Pour son enregistrement, Julien Chauvin avait choisi de relier cette version du Requiem donnée lors de sa création à Paris en 1804, à la Messe pour le sacre de Napoléon de Giovanni Paisiello écrite à l’occasion des festivités en l’honneur du futur empereur. Pour les concerts, c’est la virtuose Symphonie concertante pour violon, alto et orchestre K. 364 qui a eu l’honneur d’ouvrir le bal.

 

Julien Chauvin tente autant que faire se peut, en 2023, de respecter scrupuleusement le Mozart authentique de son époque qui composa cet opus vers la fin des années 1770. C’est un modèle de qualité d’orchestration dont le compositeur avait le secret, trouvant l’alchimie complexe entre plusieurs « genres » à la mode dans ces années-là : le concerto grosso (avec une formation instrumentale conséquente) et la symphonie notamment, d’où cette appellation hybride de symphonie concertante. L’œuvre, d’environ trente minutes très intenses, est composée de trois mouvements, joyeux et rapides pour deux d’entre eux en mode majeur et allegro et vivace, et d’une nostalgique tristesse pour l’andantino gracioso en ut mineur. Le dialogue permanent entre la formation orchestrale – importante pour l’époque, mais assez réduite au regard des orchestres modernes qui jouent si souvent un Mozart beaucoup trop solennel – est une pure merveille, dynamique puis romantique puis pétillante, où le violon de Julien Chauvin et l’alto de Amihai Grosz, se répondent sans cesse, créant une sorte de tourbillon musical où le dialogue est roi, l’orchestre reprenant les thèmes après les solistes et ainsi de suite. C’est ainsi que l’on jouait Mozart, se dit-on alors, et l’on ne peut que remercier ces jeunes musiciens talentueux d’avoir ce goût de l’authenticité chevillée au corps, malgré les difficultés que présentent parfois ces instruments d’époque, un peu rustiques, surtout dans l’atmosphère un peu sèche des Champs-Élysées. Mais on ne peut qu’apprécier leur sonorité et surtout le contraste parfait entre le violon, brillant aux cordes soyeuses et l’alto sombre et plus grave qui lui répond.

 

 

Céleste Requiem

 

 

Puis vient le Requiem. On a tant écrit sur sa genèse qu’il n’est pas utile de rappeler ici dans quelles conditions épouvantables Mozart l’écrivit sur son lit de mort. C’est une œuvre bouleversante, tant par tout ce qu’elle évoque de cette fin prématurée qui nous priva sans doute de bien des pages inoubliables à venir, que par l’écriture en ré mineur qui lui confère cette infinie tristesse sans exclure quelques morceaux de bravoure à la gloire de Dieu et en mémoire du défunt. Un peu plus d’une dizaine d’années séparent les deux œuvres et l’on peut mesurer en les écoutant l’une après l’autre, à quel point la progression de Mozart en qualité de thèmes et en audace d’orchestration, en écriture pour les chœurs et quatre solistes lyriques, est spectaculaire. Il met la dernière main à La Flûte Enchantée tandis qu’il compose les différentes parties de cette messe des morts qu’il n’achèvera jamais.

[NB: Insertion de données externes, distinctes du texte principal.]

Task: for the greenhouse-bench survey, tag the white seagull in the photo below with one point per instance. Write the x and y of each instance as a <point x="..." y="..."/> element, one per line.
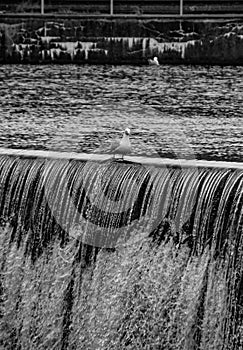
<point x="123" y="146"/>
<point x="154" y="61"/>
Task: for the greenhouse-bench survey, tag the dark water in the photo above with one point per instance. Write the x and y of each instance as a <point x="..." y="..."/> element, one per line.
<point x="173" y="111"/>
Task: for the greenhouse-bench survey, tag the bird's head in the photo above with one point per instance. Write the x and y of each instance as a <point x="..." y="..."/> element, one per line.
<point x="127" y="131"/>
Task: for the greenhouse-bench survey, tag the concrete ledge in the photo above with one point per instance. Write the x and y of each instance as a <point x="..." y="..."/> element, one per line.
<point x="149" y="161"/>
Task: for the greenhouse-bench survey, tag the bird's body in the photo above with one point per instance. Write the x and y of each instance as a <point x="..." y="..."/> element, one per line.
<point x="124" y="146"/>
<point x="154" y="61"/>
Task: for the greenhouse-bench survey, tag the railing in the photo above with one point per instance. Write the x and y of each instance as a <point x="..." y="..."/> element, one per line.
<point x="117" y="7"/>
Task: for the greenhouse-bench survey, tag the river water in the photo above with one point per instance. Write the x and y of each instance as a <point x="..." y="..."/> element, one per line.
<point x="172" y="111"/>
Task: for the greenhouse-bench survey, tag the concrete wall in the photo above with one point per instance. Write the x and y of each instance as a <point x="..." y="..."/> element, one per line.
<point x="121" y="40"/>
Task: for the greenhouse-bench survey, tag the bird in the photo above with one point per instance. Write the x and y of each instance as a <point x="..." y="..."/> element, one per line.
<point x="154" y="61"/>
<point x="122" y="147"/>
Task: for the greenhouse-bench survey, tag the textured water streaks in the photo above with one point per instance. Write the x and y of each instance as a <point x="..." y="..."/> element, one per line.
<point x="111" y="255"/>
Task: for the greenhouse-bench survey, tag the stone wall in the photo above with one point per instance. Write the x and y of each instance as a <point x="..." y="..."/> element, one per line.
<point x="120" y="40"/>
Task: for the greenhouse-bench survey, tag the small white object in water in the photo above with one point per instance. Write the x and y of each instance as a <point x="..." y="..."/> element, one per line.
<point x="154" y="61"/>
<point x="124" y="146"/>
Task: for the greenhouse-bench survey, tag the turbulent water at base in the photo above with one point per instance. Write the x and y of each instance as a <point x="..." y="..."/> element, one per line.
<point x="173" y="111"/>
<point x="118" y="255"/>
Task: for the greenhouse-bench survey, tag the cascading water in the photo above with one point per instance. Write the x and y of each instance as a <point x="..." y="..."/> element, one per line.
<point x="115" y="255"/>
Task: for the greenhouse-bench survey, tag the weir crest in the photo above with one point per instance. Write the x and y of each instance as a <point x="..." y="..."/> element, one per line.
<point x="83" y="207"/>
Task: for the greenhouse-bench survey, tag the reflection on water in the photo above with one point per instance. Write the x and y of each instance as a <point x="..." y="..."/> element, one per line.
<point x="173" y="111"/>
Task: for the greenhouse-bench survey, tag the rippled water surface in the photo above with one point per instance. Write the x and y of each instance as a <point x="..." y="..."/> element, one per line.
<point x="173" y="111"/>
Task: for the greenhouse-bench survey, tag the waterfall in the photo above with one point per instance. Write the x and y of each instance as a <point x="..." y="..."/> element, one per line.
<point x="111" y="254"/>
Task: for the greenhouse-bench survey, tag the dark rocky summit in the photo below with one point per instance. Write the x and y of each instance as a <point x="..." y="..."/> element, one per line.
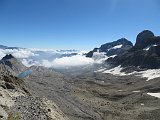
<point x="145" y="53"/>
<point x="142" y="38"/>
<point x="110" y="48"/>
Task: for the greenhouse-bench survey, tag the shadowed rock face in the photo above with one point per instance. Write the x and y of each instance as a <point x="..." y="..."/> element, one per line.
<point x="145" y="53"/>
<point x="143" y="37"/>
<point x="107" y="48"/>
<point x="12" y="63"/>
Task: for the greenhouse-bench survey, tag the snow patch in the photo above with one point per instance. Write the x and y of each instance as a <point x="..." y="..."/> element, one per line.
<point x="149" y="74"/>
<point x="116" y="71"/>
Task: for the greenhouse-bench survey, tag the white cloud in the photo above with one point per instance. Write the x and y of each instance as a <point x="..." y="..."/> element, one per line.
<point x="52" y="58"/>
<point x="77" y="60"/>
<point x="18" y="53"/>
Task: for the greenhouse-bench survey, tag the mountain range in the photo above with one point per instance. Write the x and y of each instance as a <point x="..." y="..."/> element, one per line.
<point x="119" y="81"/>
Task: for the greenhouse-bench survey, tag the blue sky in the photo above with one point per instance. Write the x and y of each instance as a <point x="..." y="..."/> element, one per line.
<point x="75" y="24"/>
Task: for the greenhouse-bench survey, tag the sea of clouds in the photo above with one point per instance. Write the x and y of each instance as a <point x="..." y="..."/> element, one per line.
<point x="52" y="58"/>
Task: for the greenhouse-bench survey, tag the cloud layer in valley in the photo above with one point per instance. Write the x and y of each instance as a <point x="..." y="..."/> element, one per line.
<point x="49" y="58"/>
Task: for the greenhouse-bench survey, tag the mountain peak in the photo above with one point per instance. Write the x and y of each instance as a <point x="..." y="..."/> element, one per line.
<point x="143" y="36"/>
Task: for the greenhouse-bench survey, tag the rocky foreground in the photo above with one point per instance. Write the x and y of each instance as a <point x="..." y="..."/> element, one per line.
<point x="49" y="95"/>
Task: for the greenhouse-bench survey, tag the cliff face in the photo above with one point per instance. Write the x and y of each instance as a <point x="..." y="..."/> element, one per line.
<point x="16" y="102"/>
<point x="112" y="48"/>
<point x="145" y="53"/>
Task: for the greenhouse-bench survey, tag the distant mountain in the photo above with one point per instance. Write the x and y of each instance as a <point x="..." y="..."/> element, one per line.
<point x="144" y="54"/>
<point x="6" y="47"/>
<point x="112" y="48"/>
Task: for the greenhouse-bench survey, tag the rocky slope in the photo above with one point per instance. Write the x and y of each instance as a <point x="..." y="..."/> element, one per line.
<point x="145" y="53"/>
<point x="16" y="102"/>
<point x="112" y="48"/>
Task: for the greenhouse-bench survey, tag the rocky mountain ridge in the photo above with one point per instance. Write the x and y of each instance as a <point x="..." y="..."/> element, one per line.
<point x="144" y="54"/>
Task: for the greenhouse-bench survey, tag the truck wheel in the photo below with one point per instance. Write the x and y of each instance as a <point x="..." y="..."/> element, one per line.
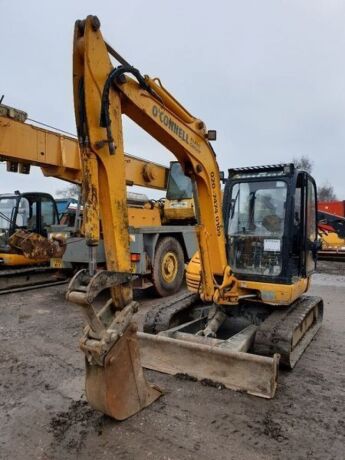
<point x="168" y="267"/>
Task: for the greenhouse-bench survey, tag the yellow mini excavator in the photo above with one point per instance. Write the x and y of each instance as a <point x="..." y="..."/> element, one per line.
<point x="246" y="308"/>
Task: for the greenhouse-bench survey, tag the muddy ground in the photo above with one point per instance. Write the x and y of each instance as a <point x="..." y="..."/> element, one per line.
<point x="44" y="415"/>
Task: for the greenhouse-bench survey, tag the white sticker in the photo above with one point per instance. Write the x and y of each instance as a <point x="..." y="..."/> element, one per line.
<point x="272" y="245"/>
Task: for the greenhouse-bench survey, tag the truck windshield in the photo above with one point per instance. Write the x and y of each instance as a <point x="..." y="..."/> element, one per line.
<point x="179" y="185"/>
<point x="256" y="227"/>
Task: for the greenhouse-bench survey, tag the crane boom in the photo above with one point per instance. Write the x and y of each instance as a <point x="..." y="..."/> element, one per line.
<point x="23" y="144"/>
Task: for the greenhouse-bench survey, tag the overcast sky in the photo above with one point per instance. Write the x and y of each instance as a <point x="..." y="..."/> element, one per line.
<point x="268" y="75"/>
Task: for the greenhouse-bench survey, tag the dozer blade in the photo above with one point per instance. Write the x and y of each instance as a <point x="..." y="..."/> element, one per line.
<point x="288" y="331"/>
<point x="256" y="375"/>
<point x="119" y="388"/>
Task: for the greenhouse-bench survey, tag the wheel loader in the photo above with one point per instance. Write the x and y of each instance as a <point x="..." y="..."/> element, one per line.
<point x="246" y="306"/>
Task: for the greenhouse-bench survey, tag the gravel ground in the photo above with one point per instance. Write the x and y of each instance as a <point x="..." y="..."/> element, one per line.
<point x="44" y="415"/>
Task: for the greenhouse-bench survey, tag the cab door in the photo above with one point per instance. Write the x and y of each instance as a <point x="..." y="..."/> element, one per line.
<point x="311" y="243"/>
<point x="304" y="226"/>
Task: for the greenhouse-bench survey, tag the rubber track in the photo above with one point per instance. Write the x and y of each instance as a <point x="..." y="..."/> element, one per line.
<point x="159" y="317"/>
<point x="274" y="335"/>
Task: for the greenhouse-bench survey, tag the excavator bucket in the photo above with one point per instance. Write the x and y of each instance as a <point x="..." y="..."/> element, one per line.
<point x="119" y="388"/>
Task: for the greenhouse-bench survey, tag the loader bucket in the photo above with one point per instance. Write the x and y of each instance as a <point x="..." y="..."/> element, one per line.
<point x="241" y="371"/>
<point x="119" y="388"/>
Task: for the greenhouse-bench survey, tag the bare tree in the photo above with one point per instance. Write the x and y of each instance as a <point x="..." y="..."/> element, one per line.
<point x="304" y="163"/>
<point x="72" y="191"/>
<point x="326" y="193"/>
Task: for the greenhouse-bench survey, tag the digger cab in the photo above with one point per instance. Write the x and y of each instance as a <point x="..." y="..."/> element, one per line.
<point x="270" y="220"/>
<point x="32" y="211"/>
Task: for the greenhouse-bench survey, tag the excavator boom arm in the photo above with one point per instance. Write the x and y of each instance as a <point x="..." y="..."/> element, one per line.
<point x="102" y="95"/>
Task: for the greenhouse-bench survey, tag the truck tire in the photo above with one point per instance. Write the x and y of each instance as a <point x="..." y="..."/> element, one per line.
<point x="168" y="267"/>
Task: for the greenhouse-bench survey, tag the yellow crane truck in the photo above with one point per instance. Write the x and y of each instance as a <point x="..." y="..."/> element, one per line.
<point x="162" y="236"/>
<point x="246" y="307"/>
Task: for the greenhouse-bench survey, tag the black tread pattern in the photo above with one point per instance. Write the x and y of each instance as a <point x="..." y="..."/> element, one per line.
<point x="159" y="317"/>
<point x="274" y="335"/>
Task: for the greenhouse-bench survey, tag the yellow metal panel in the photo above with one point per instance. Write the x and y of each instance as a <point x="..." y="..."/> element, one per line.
<point x="138" y="217"/>
<point x="58" y="155"/>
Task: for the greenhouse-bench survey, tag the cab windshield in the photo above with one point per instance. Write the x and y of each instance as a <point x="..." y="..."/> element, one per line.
<point x="256" y="227"/>
<point x="7" y="204"/>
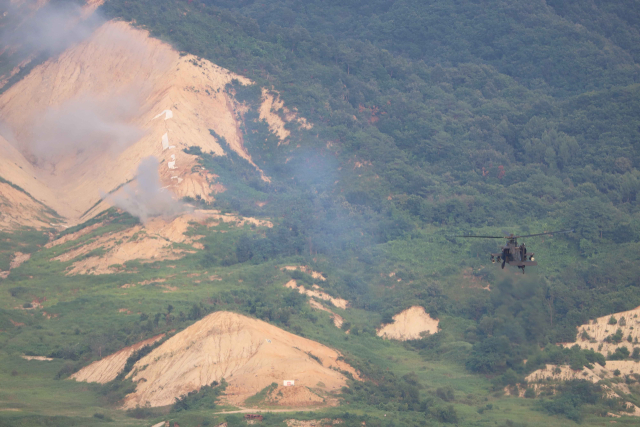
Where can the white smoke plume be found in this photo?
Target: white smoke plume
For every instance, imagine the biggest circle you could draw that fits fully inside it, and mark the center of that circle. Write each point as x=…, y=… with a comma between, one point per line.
x=49, y=29
x=148, y=199
x=81, y=127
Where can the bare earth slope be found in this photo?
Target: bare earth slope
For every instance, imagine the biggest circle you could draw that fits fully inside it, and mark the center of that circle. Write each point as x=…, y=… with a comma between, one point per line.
x=107, y=369
x=249, y=354
x=409, y=325
x=116, y=62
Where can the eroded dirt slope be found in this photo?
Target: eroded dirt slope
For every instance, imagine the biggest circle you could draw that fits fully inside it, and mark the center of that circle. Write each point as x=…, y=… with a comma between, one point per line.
x=250, y=354
x=118, y=61
x=107, y=369
x=154, y=241
x=409, y=325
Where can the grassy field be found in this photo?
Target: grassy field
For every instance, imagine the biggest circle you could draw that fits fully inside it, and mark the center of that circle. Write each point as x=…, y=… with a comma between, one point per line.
x=85, y=317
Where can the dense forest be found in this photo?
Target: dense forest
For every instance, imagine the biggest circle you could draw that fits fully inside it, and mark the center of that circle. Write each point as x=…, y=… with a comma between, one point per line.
x=490, y=115
x=430, y=120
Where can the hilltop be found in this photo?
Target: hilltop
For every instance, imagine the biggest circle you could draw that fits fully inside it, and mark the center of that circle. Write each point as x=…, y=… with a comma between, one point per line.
x=199, y=191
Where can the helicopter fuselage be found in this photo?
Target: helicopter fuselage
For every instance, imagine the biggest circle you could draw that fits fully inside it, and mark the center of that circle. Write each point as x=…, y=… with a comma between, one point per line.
x=514, y=255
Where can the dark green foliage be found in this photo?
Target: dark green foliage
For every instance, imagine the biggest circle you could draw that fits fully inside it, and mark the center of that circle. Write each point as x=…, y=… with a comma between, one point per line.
x=115, y=391
x=493, y=354
x=575, y=357
x=135, y=356
x=572, y=398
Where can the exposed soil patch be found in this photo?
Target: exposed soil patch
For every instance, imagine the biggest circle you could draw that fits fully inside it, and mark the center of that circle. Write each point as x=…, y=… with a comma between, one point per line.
x=294, y=396
x=411, y=324
x=317, y=293
x=107, y=369
x=599, y=334
x=250, y=354
x=337, y=319
x=270, y=111
x=41, y=358
x=180, y=99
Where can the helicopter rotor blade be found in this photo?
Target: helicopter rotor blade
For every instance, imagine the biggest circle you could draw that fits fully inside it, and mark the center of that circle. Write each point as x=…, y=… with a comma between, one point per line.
x=548, y=232
x=484, y=237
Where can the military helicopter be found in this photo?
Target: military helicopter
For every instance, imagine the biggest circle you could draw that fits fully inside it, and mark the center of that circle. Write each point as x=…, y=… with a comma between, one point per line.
x=513, y=254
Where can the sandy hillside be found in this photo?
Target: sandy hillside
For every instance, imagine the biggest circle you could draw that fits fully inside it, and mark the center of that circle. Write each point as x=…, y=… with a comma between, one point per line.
x=593, y=334
x=336, y=318
x=409, y=325
x=250, y=354
x=316, y=275
x=317, y=292
x=150, y=242
x=177, y=100
x=546, y=379
x=17, y=209
x=273, y=111
x=107, y=369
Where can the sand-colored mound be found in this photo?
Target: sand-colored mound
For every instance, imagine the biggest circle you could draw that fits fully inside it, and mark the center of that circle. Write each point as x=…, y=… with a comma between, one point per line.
x=545, y=380
x=151, y=242
x=564, y=373
x=270, y=110
x=178, y=99
x=337, y=319
x=17, y=209
x=249, y=354
x=39, y=358
x=293, y=396
x=317, y=293
x=593, y=335
x=74, y=236
x=411, y=324
x=107, y=369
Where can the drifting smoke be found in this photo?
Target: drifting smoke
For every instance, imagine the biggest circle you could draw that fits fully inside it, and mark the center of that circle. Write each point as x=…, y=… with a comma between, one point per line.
x=84, y=126
x=50, y=29
x=148, y=199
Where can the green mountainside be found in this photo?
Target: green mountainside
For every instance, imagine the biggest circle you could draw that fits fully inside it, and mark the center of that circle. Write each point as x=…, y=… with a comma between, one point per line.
x=430, y=120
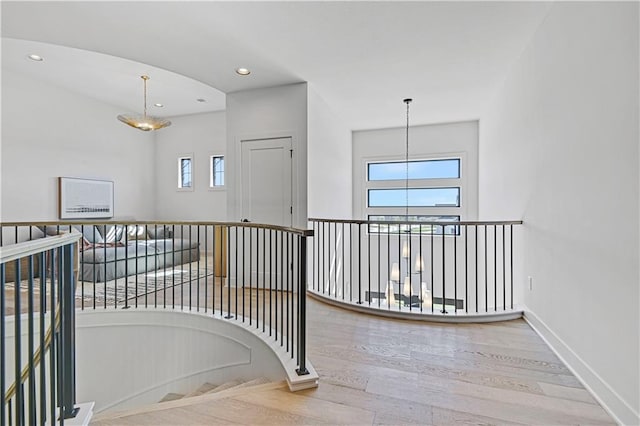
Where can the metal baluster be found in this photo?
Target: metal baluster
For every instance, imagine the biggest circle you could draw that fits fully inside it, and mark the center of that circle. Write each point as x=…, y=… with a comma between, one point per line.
x=511, y=255
x=455, y=270
x=126, y=266
x=206, y=275
x=243, y=267
x=329, y=257
x=379, y=272
x=369, y=263
x=2, y=342
x=264, y=276
x=197, y=267
x=67, y=304
x=343, y=268
x=190, y=275
x=324, y=266
x=250, y=274
x=31, y=345
x=486, y=279
x=18, y=342
x=466, y=272
x=313, y=257
x=504, y=284
x=359, y=263
x=287, y=286
x=272, y=256
x=389, y=267
x=43, y=313
x=495, y=268
x=54, y=333
x=302, y=306
x=444, y=296
x=476, y=263
x=228, y=272
x=350, y=263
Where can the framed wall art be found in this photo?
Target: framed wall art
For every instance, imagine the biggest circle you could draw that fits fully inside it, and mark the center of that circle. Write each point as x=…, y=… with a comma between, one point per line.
x=84, y=198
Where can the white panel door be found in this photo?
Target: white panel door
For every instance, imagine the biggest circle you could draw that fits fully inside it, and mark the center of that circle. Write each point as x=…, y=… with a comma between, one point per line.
x=266, y=181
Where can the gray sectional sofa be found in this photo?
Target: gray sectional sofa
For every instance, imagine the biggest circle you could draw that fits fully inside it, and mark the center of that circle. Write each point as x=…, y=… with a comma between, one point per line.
x=109, y=252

Julien Chauvin choisit de nous proposer la version la plus complète possible, telle qu’elle a été complétée par divers contributeurs, dont principalement son élève Süssmayer sur la base des indications laissées par Mozart.

 

 

L’orchestre du concert de la Loge est un peu plus étoffé que pour la concertante et s’enrichit de quelques cordes supplémentaires, de cuivres et d’un orgue mécanique qui introduit le Requiem. Mais l’on reste par bonheur dans une dimension très mozartienne qui permet d’entendre ce Requiem si souvent donné sur toutes les scènes et dans les Églises, sous un jour plus intense et plus dramatique, sans esbroufe et sans recherche de décibels excessifs.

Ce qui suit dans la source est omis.